PandaDock-GNN Overview

PandaDock-GNN is an SE(3)-equivariant Graph Neural Network scoring function for protein-ligand binding affinity prediction.

Key Features

SE(3)-Equivariance

The model produces identical predictions regardless of the rotation or translation of the input complex. This is achieved through E(n)-equivariant graph neural network (EGNN) layers.

Heterogeneous Graph Representation

Protein and ligand atoms are represented as separate node types in a heterogeneous graph, allowing the model to learn distinct representations for each.

Multi-Task Learning

The model jointly predicts:

  • pEC50: Binding affinity (regression)

  • Activity: Binary classification (active/inactive)

Architecture

Input: Protein-Ligand Complex
       │
       ├─ Protein Atoms → Node Features (56 dims)
       ├─ Ligand Atoms  → Node Features (56 dims)
       └─ Interactions  → Edge Features (23 dims)
       │
       ├─ Node Encoders (separate for protein/ligand)
       │
       ├─ EGNN Layers × 6 (SE(3)-equivariant message passing)
       │   - Update node features
       │   - Update coordinates (equivariant)
       │
       ├─ Attention Pooling
       │   - Protein graph → embedding
       │   - Ligand graph  → embedding
       │
       └─ Prediction Heads
           ├─ Affinity → pEC50
           └─ Activity → probability

Node Features (56 dimensions)

  • Element type one-hot (10 dims)

  • SYBYL atom type one-hot (16 dims)

  • Partial charge (1 dim)

  • Hybridization one-hot (4 dims)

  • Aromaticity flag (1 dim)

  • H-bond donor/acceptor (2 dims)

  • Ring membership (1 dim)

  • Residue type one-hot (20 dims, protein only)

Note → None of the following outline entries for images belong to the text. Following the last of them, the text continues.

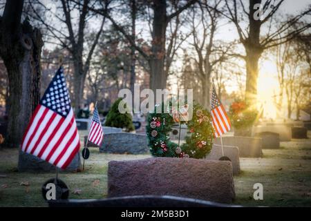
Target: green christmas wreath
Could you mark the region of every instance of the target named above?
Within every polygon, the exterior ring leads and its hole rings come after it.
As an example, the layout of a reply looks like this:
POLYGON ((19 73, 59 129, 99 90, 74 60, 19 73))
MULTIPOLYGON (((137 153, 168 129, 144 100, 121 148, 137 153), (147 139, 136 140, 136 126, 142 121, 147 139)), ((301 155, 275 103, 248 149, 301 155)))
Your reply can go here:
MULTIPOLYGON (((203 158, 212 147, 214 128, 209 113, 199 104, 194 104, 192 119, 187 123, 189 131, 185 143, 178 146, 170 141, 169 132, 175 124, 173 117, 164 113, 167 108, 164 102, 160 106, 162 113, 149 113, 147 118, 147 135, 152 155, 167 157, 203 158)), ((171 103, 169 103, 171 106, 171 103)), ((182 118, 180 117, 182 119, 182 118)))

  • Backbone flag (1 dim, protein only)

Edge Features (23 dimensions)

  • Distance (1 dim)

  • Gaussian RBF distance encoding (16 dims)

  • Bond type one-hot (4 dims)

  • Interaction type flags (2 dims)

Benchmark Performance

ULVSH Dataset (942 compounds, 10 protein targets):

Metric

Value

Pearson R

0.82

Spearman ρ

0.80

RMSE

0.32

MAE

0.12

BindingDB Dataset (8,891 protein-ligand complexes):

Training Configuration

Test Pearson R

Test RMSE

BindingDB Only

0.81

BindingDB + ULVSH

0.79

0.96

PDBbind v2020 (5,316 complexes):

Metric

Value

Pearson R

0.88

Spearman ρ

0.88

RMSE

0.93 pK

PandaDock-GNN outperforms all baseline methods including: VM2, MMPBSA, MMGBSA, Gnina, Hyde, DeltaVina, GFN-FF, and PM6.

Usage

Training on ULVSH:

pandadock gnn train -d ULVSH/ -o models/ --epochs 100

Training on BindingDB:

python BindingDB_training/train_bindingdb.py \
    --bindingdb BindingDB_training/bindingdb_affinity.tsv \
    --output models/ --epochs 100

Combined Training (BindingDB + ULVSH):

python BindingDB_training/train_bindingdb.py \
    --bindingdb BindingDB_training/bindingdb_affinity.tsv \
    --ulvsh ULVSH/ --combined \
    --output models/ --epochs 100

Prediction:

pandadock gnn predict -m model.pt -p protein.mol2 -l ligand.mol2

Hybrid Docking (Recommended):

pandadock hybrid -r protein.pdb -l ligand.sdf \
                 --center 10 20 30 --box 20 20 20 \
                 -m model.pt

References

The EGNN architecture is based on:

Satorras, V. G., Hoogeboom, E., & Welling, M. (2021). E(n) Equivariant Graph Neural Networks. International Conference on Machine Learning (ICML).